「やる夫がウヰスキーを造るようです」が見事な最終回

やる夫がウヰスキーを造るようです(泳ぐやる夫シアター)


モララー店長さんの力作にして傑作。日本ウイスキーの父たる竹鶴政孝氏の生涯を、ウイスキーへの愛情をたっぷり込めて書ききった長編がついに完結しました。


日本にもスコットランドのようなウイスキーを、と若き日に志を立て、様々な困難を乗り越えつつも、多くの人とともに夢の実現を果たした竹鶴翁。その真っ直ぐな生き様は感動的でした。
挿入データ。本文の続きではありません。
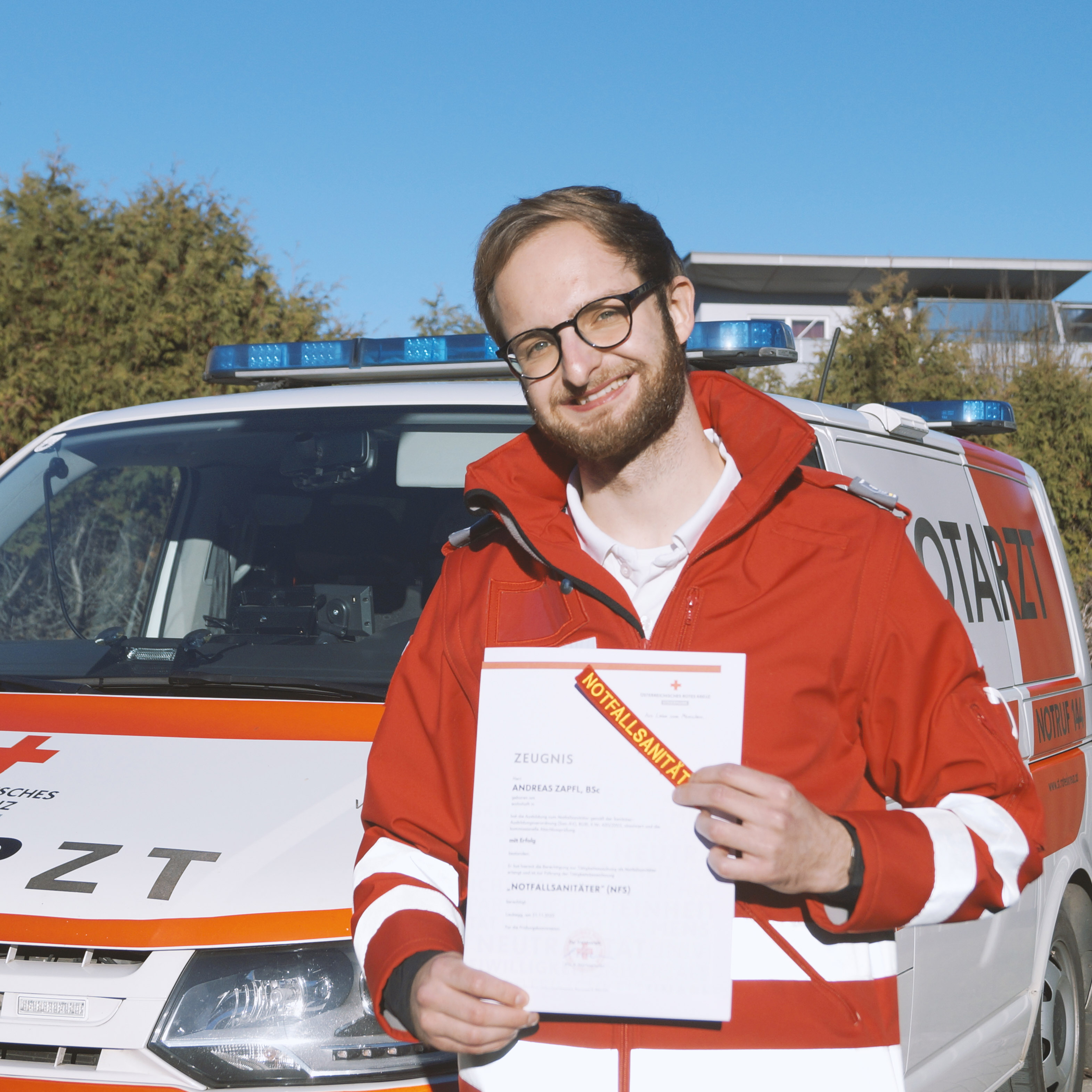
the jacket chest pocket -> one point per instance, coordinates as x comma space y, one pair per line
532, 612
まさに一代の巨人だったのですね。最後の、ニッカが竹鶴氏に送った広告は、涙なしには読めませんでした。


僕は、この作品を読むまで竹鶴政孝氏やウイスキーへの興味など全然なかったのですが、今ではニッカウイスキーの愛飲者です(そんなたくさんは飲みませんが)。余市10年を飲みつつ完結を祝いましたよ。


それにしても驚くのは、作者のウイスキーと、本作にかける情熱です。膨大な資料をあたり、竹鶴氏やニッカ周辺の出来事はもとより、ウイスキーに関連する法令まできっちり解説。エンターテイメント性はもちろんながら、一個の学術論文を読むかのような充実感。自ら各種ウイスキー関係のイベントに出かけるアクティブさといい、恐れいります。こなたとみゆきの掛け合いも楽しかった。……ウイスキーを飲めるってことは2人は20歳以上という設定なんですよね? うん、そういうことにしておこう。


モララー店長さん、素晴らしい作品をありがとうございました。